Alcohols Don’t Undergo Elimination Reactions Until OH Is Converted To A Better Leaving Group

• Imagine you’re starting with the alcohol on the left and you’d like to get to the alkene on the right.
  
• What bonds are formed and broken here? We’re forming C-C (π), we’re breaking C-H, and we’re breaking C-OH. It’s an elimination reaction.
• Notice a problem here? We need to have HO(-) as a leaving group. If you’ll recall, strong bases [like HO(-) ] are terrible leaving groups – which makes the E1 pathway unlikely. (See article: What Makes A Good Leaving Group)
• So what if we tried to use a strong base, maybe trying to promote an E2 reaction? Well, that would be even worse – we’d likely deprotonate OH before the C-H, and you can imagine that we’d have to have O(^2-) as a leaving group here. Not good!
• That means that the reaction, as written, is very unlikely to happen.

Adding Acid To Alcohols Results In A Better Leaving Group

• Yet, there is something very simple that we can do to make this reaction work. We’d need to have a better leaving group (a weaker base). How can we do this?
• Add acid!
  
• If we add a strong acid, we turn OH into H₂O⁺, the conjugate acid is a better leaving group. Now, water can leave, forming a carbocation; and then a base can break the C-H bond, forming the alkene.
• Notice that this is now a classic E1 reaction. The rate is going to be dependent on the stability of the carbocation. This one is tertiary, so it should proceed at a reasonably high rate.
• A question arises here. What’s going to act as the base? As it stands, a C-H bond adjacent to a carbocation has an extremely high acidity (at least below -2, if you follow pK_a). That means that just about any weak base (water, or the conjugate base of the acid) is sufficient to deprotonate the carbon. It’s possible that more than one species can act as a base here. I’ve shown water removing the proton, but it’s not unreasonable to show the conjugate base of the acid removing the proton in most circumstances.
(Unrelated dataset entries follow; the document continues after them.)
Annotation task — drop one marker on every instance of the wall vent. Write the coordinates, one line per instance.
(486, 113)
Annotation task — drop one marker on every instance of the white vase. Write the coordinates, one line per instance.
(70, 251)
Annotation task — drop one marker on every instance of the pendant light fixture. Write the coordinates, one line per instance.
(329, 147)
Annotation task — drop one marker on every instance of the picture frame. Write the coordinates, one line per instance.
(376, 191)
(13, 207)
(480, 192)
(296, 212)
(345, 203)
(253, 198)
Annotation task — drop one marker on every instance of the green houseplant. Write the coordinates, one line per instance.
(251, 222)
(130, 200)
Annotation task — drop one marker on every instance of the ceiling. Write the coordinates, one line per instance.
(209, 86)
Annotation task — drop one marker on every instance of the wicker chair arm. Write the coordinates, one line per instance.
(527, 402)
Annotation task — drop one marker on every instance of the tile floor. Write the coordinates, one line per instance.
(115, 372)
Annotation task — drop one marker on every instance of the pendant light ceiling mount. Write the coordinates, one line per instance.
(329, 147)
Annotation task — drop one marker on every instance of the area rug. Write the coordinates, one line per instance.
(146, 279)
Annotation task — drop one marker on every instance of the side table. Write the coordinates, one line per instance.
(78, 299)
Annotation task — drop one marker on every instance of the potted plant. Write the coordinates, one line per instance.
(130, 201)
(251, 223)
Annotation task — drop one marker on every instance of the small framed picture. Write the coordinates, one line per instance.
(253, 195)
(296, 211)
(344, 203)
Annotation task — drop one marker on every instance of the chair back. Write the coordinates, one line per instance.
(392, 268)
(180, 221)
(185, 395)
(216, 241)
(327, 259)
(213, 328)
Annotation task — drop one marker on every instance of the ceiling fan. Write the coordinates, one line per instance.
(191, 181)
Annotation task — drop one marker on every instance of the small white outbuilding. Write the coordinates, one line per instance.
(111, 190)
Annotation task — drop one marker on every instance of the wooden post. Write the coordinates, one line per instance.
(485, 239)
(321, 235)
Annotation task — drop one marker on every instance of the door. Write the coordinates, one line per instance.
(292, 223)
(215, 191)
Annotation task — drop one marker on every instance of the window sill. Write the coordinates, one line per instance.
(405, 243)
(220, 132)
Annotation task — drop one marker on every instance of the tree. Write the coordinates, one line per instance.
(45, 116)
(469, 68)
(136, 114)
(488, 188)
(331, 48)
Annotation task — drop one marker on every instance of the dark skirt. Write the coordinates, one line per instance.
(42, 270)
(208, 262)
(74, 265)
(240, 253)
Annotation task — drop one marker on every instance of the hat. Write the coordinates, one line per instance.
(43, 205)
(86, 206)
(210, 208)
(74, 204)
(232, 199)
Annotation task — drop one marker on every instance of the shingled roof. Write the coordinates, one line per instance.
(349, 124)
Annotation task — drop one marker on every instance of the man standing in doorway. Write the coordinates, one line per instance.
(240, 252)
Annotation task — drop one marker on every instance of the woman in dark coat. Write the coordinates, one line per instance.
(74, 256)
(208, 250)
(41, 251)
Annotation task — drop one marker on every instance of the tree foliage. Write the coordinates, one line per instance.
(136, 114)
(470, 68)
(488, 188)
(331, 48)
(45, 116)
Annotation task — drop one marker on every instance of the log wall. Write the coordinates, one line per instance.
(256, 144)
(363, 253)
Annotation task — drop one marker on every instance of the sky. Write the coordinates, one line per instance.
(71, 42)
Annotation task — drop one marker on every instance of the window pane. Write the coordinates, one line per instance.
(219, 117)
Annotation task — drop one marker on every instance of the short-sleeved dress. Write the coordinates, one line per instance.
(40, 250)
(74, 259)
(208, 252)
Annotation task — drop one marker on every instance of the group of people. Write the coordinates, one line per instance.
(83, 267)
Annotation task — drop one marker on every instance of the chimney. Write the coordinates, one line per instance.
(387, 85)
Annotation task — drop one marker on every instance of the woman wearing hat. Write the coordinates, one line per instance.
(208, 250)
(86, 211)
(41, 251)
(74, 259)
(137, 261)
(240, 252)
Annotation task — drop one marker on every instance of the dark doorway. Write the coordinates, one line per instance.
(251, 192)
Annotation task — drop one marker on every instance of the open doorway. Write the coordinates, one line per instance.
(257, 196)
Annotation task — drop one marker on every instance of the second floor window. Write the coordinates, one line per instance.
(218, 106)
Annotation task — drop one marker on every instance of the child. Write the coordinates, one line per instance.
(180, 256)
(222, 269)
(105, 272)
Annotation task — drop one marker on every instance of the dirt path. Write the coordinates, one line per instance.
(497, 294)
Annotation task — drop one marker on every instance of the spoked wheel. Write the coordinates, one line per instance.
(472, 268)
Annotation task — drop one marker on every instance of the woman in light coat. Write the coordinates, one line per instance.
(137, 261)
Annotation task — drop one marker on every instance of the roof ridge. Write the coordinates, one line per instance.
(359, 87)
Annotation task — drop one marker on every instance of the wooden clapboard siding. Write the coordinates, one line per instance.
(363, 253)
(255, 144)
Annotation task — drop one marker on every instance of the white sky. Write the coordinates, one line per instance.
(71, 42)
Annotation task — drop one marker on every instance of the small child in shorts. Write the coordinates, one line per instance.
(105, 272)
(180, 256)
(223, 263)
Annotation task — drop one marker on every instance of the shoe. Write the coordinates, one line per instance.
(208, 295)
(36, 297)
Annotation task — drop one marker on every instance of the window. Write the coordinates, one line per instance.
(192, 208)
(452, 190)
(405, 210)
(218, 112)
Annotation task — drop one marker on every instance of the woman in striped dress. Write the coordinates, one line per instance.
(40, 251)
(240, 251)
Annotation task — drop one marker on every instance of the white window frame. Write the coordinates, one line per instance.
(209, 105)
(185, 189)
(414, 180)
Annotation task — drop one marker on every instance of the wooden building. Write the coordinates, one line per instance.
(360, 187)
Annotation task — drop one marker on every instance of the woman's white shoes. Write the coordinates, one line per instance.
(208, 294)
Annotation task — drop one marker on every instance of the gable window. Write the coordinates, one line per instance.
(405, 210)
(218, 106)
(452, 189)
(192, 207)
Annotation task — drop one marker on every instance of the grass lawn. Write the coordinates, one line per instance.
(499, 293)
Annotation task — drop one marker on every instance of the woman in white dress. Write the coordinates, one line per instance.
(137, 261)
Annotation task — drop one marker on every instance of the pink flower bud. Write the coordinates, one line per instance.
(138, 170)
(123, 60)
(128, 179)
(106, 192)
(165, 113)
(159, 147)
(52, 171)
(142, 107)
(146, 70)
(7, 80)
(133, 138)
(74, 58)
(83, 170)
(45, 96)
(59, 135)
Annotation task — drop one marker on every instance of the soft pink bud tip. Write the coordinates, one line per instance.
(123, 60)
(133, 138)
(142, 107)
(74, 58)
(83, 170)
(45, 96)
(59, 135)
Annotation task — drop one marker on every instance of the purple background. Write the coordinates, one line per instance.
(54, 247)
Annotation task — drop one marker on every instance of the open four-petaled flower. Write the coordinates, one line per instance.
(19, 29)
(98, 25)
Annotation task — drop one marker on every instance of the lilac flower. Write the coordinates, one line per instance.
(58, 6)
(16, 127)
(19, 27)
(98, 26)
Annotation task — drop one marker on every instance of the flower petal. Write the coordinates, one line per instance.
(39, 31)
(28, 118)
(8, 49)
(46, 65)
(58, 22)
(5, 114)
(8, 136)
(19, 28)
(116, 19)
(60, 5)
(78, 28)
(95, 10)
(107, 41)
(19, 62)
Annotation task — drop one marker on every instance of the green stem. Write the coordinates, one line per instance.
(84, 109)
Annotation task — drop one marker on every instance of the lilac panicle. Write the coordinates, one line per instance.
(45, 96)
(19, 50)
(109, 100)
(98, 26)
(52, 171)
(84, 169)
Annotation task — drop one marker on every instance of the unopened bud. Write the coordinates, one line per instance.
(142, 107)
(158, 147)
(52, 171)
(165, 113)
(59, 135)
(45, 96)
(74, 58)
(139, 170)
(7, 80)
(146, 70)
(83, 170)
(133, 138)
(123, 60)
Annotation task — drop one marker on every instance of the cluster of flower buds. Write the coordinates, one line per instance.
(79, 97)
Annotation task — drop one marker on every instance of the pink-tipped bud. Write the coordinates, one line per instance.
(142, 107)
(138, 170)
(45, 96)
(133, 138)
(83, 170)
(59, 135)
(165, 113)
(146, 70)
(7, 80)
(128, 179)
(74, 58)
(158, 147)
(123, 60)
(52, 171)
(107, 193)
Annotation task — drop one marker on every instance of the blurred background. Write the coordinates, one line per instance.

When Elimination And Substitution Compete: E1 vs SN1

• Now comes one of the things about organic chemistry that often causes trouble for students. For one of the first times in our discussions here, we’re dealing with a situation where we can have competing reactions.
• Let’s back up. The E1 reaction goes through a carbocation, correct? Well, if you’ll recall, so does the SN1 reaction.
• We’ve already seen examples where a carbocation was formed from an alcohol by adding a strong acid like HCl, HBr, or HI, and we ended up with the alkyl halide.
• Why?  The halide ions (Cl- , Br-, I- ) are decent nucleophiles under the reaction conditions.
• So how can we stack the deck in favor of the E1 process?
• Use a strong acid with a conjugate base that is a poor nucleophile.
• The usual choice is H₂SO₄. The HSO₄(-) ion is a relatively poor nucleophile due to the negative charge of the oxygen being distributed throughout the molecule (resonance). Two other acids you might see for this purpose are p-toluenesulfonic acid (p-TsOH), which is essentially a cousin of H₂SO₄, and phosphoric acid (H₃PO₄).

In Order To Get E1 To Predominate vs SN1 In The Reaction Of Alcohols Use H₂SO₄, TsOH, or H₃PO₄ (And Heat)

• In summary, if you’d like E1 to predominate over SN1: choose an acid with a weakly nucleophilic counterion [H₂SO₄, TsOH, or H₃PO₄], and heat.
• If you’d like SN1 to predominate over E1, choose an acid like HCl, HBr, or HI.